Just wondering if anyone has any ideas as to why my iPhone randomly lights up when chillin in its cradle, screen totally black (i've pressed the button the top...), it has already synced, and will typically stay like this for 10+ minutes (maybe much longer) but then all of a sudden it will light up and show me the time & battery level, as if i had pressed the menu button.

so yeah, its kinda annoying...any ideas?


----------



## silentsim (Apr 15, 2006)

Not sure, perhaps it is mail checking? or something like that  mine does it too!


----------



## imachungry (Sep 19, 2004)

Mine does the same thing. It's spooked or something.


----------



## CubaMark (Feb 16, 2001)

Maybe something to do with the "auto-sync" date & time option most cell phones have? My RAZR used to do this all the time, until I stopped noticing 

M


----------



## Oompa_Loompa (Nov 13, 2005)

mine too! I think it's just letting you know "here I am - look at me i'm wonderful!" :clap:


----------



## chas_m (Dec 2, 2007)

Mine doesn't do this, so I'm guessing it's the mail check (which I have turned to "manual").


----------



## Oompa_Loompa (Nov 13, 2005)

chas_m said:


> Mine doesn't do this, so I'm guessing it's the mail check (which I have turned to "manual").

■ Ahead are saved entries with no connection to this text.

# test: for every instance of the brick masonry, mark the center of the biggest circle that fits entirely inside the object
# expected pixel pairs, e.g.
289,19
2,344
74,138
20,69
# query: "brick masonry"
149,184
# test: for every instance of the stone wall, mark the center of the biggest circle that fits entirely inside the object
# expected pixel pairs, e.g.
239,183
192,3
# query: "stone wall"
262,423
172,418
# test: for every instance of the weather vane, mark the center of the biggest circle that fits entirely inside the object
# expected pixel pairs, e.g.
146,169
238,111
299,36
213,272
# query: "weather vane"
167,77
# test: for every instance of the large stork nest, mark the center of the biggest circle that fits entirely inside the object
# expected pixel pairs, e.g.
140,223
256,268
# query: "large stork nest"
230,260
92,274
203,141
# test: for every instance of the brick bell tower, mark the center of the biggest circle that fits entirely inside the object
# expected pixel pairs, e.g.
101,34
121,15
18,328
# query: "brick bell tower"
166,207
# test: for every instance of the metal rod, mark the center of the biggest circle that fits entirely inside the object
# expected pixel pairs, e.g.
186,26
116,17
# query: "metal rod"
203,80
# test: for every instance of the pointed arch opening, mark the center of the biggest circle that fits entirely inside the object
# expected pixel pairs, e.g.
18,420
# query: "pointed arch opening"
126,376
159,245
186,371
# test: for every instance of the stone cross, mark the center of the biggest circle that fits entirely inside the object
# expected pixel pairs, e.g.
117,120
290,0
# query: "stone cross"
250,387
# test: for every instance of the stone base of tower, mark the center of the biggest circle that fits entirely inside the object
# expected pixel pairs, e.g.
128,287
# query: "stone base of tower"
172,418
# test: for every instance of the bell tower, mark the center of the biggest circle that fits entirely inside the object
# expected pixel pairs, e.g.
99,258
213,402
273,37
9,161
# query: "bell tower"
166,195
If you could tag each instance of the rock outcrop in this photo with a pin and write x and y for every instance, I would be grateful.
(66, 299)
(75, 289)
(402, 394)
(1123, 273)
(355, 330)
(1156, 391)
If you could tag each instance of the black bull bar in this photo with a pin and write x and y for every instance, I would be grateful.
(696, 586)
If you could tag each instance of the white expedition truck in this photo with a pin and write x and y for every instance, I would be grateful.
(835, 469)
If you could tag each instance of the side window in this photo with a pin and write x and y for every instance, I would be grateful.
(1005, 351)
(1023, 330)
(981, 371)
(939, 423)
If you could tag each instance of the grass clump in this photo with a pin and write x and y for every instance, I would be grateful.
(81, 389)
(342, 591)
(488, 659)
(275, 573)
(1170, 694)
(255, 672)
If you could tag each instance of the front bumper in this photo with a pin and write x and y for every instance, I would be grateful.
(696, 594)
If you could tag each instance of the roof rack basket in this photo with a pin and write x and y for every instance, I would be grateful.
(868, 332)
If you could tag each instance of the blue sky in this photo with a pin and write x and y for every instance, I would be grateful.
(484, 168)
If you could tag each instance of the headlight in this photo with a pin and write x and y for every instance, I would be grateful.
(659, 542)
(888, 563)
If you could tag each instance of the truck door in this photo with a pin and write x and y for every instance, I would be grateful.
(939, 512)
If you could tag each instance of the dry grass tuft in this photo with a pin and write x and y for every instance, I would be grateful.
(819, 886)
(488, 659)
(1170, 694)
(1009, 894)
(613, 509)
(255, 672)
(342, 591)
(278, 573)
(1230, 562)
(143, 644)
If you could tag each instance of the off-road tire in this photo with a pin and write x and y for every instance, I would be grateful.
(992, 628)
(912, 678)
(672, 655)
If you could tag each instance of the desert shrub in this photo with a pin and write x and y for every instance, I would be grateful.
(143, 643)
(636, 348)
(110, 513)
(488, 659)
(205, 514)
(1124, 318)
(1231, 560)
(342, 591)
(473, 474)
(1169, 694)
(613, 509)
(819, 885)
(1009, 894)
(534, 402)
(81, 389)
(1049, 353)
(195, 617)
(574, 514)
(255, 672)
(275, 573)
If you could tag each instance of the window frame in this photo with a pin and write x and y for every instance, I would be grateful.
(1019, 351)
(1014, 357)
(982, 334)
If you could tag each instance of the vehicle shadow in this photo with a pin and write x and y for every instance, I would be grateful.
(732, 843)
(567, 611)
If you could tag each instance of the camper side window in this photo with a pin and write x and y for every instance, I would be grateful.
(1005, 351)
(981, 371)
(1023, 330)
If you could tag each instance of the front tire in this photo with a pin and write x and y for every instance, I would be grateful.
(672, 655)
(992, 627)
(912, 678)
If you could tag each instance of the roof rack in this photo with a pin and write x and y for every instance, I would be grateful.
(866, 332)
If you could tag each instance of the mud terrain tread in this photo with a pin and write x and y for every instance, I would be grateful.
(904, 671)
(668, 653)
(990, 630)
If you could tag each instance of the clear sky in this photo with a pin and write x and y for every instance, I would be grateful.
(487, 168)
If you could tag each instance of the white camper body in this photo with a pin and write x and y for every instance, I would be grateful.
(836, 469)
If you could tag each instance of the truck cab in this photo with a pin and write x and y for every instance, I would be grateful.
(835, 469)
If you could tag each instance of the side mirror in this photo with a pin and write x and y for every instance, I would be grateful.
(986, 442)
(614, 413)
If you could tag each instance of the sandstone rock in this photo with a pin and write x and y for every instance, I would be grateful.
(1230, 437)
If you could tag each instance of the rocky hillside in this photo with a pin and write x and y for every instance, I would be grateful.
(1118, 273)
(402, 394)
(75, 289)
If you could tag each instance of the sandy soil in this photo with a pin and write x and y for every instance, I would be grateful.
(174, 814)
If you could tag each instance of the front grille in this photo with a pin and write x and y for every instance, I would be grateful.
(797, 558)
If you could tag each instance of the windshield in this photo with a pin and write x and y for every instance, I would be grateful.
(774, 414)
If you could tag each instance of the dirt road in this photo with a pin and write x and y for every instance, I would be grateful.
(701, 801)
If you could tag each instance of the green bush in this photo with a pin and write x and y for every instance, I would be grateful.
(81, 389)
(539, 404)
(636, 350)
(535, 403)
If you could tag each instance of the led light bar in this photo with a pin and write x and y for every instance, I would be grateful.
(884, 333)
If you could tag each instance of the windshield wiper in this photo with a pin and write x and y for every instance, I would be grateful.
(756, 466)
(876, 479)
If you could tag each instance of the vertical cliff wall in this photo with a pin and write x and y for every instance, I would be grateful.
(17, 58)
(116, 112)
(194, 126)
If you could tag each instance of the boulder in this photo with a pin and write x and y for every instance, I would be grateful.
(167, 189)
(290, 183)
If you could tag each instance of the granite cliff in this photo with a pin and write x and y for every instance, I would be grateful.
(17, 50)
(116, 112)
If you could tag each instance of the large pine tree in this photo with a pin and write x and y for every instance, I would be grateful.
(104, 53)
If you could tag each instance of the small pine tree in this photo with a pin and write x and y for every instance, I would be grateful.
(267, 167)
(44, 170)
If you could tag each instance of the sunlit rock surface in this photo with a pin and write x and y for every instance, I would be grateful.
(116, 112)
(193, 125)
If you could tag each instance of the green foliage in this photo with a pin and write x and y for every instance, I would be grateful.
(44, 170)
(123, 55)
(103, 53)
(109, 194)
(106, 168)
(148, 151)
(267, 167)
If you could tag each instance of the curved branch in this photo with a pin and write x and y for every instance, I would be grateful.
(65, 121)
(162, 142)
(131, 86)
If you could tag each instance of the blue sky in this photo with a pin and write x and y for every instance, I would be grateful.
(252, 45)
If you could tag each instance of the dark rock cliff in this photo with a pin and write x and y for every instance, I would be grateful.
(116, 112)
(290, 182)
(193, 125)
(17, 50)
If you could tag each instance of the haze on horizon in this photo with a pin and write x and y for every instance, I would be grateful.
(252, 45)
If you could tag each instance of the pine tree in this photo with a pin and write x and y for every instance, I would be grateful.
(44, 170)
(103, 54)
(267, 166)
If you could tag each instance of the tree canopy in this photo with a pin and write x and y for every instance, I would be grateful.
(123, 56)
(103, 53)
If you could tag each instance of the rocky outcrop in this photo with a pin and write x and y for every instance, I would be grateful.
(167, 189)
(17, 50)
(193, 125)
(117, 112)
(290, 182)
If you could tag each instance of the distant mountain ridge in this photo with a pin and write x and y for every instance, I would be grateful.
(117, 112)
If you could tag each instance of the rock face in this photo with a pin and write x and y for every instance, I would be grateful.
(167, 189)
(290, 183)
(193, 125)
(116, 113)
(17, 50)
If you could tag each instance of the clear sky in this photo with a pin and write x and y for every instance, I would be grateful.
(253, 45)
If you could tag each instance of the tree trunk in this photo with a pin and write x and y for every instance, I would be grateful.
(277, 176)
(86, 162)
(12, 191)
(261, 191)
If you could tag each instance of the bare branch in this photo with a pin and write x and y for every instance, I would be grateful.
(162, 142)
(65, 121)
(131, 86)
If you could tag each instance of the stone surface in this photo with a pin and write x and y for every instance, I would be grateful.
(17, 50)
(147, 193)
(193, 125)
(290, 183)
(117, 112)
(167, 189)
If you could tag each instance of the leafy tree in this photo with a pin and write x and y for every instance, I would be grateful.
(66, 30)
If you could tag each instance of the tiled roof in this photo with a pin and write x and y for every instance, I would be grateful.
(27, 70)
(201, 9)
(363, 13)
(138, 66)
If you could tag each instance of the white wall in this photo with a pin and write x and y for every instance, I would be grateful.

my mail pref is set to "manual" as well.


----------



## Visnaut (Jul 22, 2004)

Mine used to exhibit this issue a lot more than recently. Not sure if it has to do with newer firmware updates or not. In fact, I don't think I've ever seen this happen on 1.1.3 yet.

I like oompa's explanation is the best though: iPhone just wants attention


----------



## 5andman (Oct 15, 2006)

Probably checking mail, or drop in wireless signal.


----------



## chas_m (Dec 2, 2007)

Visnaut said:


> I like oompa's explanation is the best though: iPhone just wants attention


Tamagach-iPhone?!


----------